Static Topic Bridges

The Strait of Hormuz: Geography and Strategic Significance

The Strait of Hormuz is a narrow maritime passage — approximately 33 km wide at its narrowest point — connecting the Persian Gulf to the Gulf of Oman and thence to the Arabian Sea. It sits between Iran to the north and Oman to the south. It is the single most critical oil transit chokepoint in the world, with no adequate pipeline alternative for most volumes.

  • Approximately 15–17 mb/d of crude oil transits the Strait, representing ~34% of global crude oil trade and ~20% of total world petroleum supply.
  • Saudi Arabia accounts for ~37% of exports transiting the strait; Iraq, UAE, Kuwait, Qatar also heavily dependent.
  • China and India combined receive ~44% of Hormuz-transiting crude exports.
  • The only partial bypass alternatives are the East–West Pipeline (Saudi Arabia, 5 mb/d capacity to Yanbu on the Red Sea) and the Abu Dhabi Crude Oil Pipeline (1.5 mb/d to Fujairah) — together unable to replace Hormuz volumes.

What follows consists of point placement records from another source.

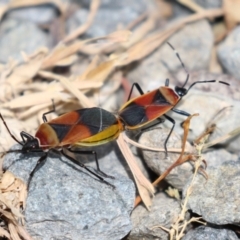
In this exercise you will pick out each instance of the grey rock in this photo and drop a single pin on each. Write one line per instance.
(164, 212)
(217, 199)
(66, 202)
(41, 14)
(216, 157)
(158, 162)
(138, 6)
(109, 16)
(179, 10)
(229, 53)
(193, 43)
(17, 36)
(209, 3)
(208, 233)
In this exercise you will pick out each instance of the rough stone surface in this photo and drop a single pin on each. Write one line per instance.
(216, 157)
(41, 14)
(17, 35)
(208, 233)
(163, 212)
(193, 43)
(217, 199)
(66, 202)
(209, 4)
(229, 53)
(158, 162)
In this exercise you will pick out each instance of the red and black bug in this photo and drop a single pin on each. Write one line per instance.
(84, 127)
(139, 111)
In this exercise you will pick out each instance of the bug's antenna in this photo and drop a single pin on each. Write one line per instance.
(9, 130)
(179, 58)
(206, 81)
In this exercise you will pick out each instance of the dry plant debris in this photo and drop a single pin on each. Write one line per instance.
(22, 87)
(125, 47)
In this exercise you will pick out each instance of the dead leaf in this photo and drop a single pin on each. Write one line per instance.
(231, 13)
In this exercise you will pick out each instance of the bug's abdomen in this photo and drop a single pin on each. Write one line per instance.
(146, 108)
(88, 126)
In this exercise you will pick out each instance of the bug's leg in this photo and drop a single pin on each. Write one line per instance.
(85, 167)
(51, 111)
(41, 161)
(26, 136)
(6, 126)
(96, 160)
(138, 88)
(181, 112)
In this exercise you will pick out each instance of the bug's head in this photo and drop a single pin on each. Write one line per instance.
(181, 91)
(31, 145)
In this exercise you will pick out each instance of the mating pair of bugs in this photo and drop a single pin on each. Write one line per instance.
(96, 126)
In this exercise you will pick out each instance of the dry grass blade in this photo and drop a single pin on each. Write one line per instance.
(11, 190)
(181, 158)
(231, 13)
(4, 233)
(149, 44)
(179, 161)
(145, 188)
(79, 31)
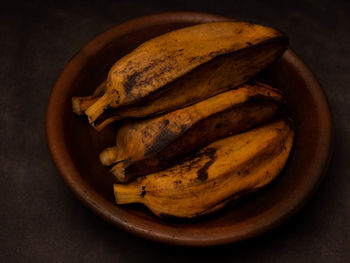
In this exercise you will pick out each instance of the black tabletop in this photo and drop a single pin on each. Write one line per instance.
(42, 221)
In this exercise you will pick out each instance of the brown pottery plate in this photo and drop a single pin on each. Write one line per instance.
(75, 146)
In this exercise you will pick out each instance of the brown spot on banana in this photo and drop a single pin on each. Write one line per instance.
(193, 197)
(135, 78)
(156, 143)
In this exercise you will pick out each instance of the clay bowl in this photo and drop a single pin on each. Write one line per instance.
(75, 146)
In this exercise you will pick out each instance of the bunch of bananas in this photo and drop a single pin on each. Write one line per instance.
(199, 130)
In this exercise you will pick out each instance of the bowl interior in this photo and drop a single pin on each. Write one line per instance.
(258, 213)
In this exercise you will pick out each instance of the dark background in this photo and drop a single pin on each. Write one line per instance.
(42, 221)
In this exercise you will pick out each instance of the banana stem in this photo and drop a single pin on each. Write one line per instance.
(81, 104)
(128, 193)
(109, 156)
(98, 108)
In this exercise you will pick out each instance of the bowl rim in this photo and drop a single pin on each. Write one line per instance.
(65, 165)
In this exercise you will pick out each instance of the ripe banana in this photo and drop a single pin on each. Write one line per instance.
(220, 173)
(185, 66)
(81, 104)
(149, 145)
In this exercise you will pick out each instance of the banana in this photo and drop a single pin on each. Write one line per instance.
(185, 66)
(148, 145)
(220, 173)
(81, 104)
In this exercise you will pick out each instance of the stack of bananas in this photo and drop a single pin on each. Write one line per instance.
(198, 130)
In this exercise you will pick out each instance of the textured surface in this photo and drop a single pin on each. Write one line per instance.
(41, 220)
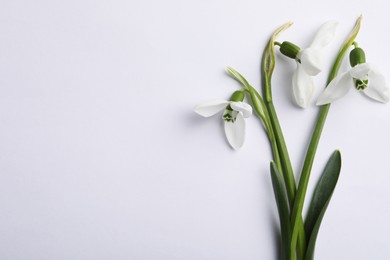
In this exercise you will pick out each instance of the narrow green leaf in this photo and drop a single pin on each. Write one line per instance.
(236, 75)
(283, 209)
(256, 99)
(320, 201)
(268, 62)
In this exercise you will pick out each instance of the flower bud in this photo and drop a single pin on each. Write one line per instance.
(289, 49)
(237, 96)
(357, 56)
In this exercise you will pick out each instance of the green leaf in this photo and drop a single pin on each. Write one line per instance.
(283, 209)
(236, 75)
(256, 99)
(268, 62)
(320, 201)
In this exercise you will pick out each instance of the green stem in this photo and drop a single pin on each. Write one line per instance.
(267, 67)
(311, 151)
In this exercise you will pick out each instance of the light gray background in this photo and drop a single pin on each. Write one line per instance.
(101, 156)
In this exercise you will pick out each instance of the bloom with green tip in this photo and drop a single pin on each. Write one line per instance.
(309, 63)
(364, 77)
(233, 117)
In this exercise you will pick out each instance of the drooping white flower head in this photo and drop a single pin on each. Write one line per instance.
(233, 116)
(309, 63)
(364, 77)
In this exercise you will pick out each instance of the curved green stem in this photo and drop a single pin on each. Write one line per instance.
(267, 67)
(311, 151)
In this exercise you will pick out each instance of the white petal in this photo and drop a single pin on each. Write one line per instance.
(377, 88)
(360, 71)
(311, 61)
(303, 86)
(235, 132)
(243, 107)
(211, 108)
(324, 35)
(336, 89)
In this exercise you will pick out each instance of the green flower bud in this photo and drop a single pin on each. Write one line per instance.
(361, 84)
(289, 49)
(237, 96)
(357, 56)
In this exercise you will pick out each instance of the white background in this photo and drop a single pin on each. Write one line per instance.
(102, 157)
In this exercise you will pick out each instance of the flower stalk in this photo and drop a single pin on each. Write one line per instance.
(311, 151)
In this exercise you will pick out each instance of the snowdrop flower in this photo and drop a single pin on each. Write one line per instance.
(235, 111)
(362, 75)
(309, 62)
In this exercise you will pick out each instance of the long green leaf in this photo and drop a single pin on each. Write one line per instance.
(320, 201)
(283, 209)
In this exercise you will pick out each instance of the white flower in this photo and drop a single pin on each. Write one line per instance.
(235, 112)
(309, 63)
(364, 77)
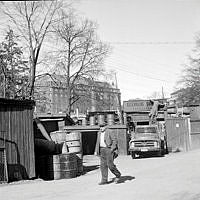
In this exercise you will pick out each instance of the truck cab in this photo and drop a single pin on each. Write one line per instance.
(146, 139)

Connection to this news: Iran's ability to hold this chokepoint hostage — with comparatively low-cost asymmetric tools — gives it disproportionate leverage relative to its degraded conventional military capacity. This illustrates the strategic concept of "chokepoint denial."

Asymmetric Warfare and the Hormuz Threat

Asymmetric warfare refers to conflicts where materially weaker parties use unconventional tactics to offset the conventional superiority of stronger opponents. In the Hormuz context, Iran employs: sea mines (passive, hard to detect), armed drone swarms (cheap, attritable), fast attack craft (IRGC Navy), and anti-ship missile batteries along its coastline. These impose costs on any adversary attempting to escort oil tankers or clear the strait far exceeding the cost Iran incurs to maintain the threat.

  • Iran's Islamic Revolutionary Guard Corps Navy (IRGCN) has specialised in Hormuz denial tactics since the 1980s Tanker War.
  • Sea mines: Iran is estimated to hold a stockpile of thousands of naval mines; mine-clearing is slow and casualty-prone.
  • Swarm drone attacks can saturate even advanced missile-defence systems (as demonstrated in Saudi Aramco attacks of 2019).
  • The concept of "area denial / anti-access" (A2/AD) — used widely in UPSC IR and defence contexts — applies directly here.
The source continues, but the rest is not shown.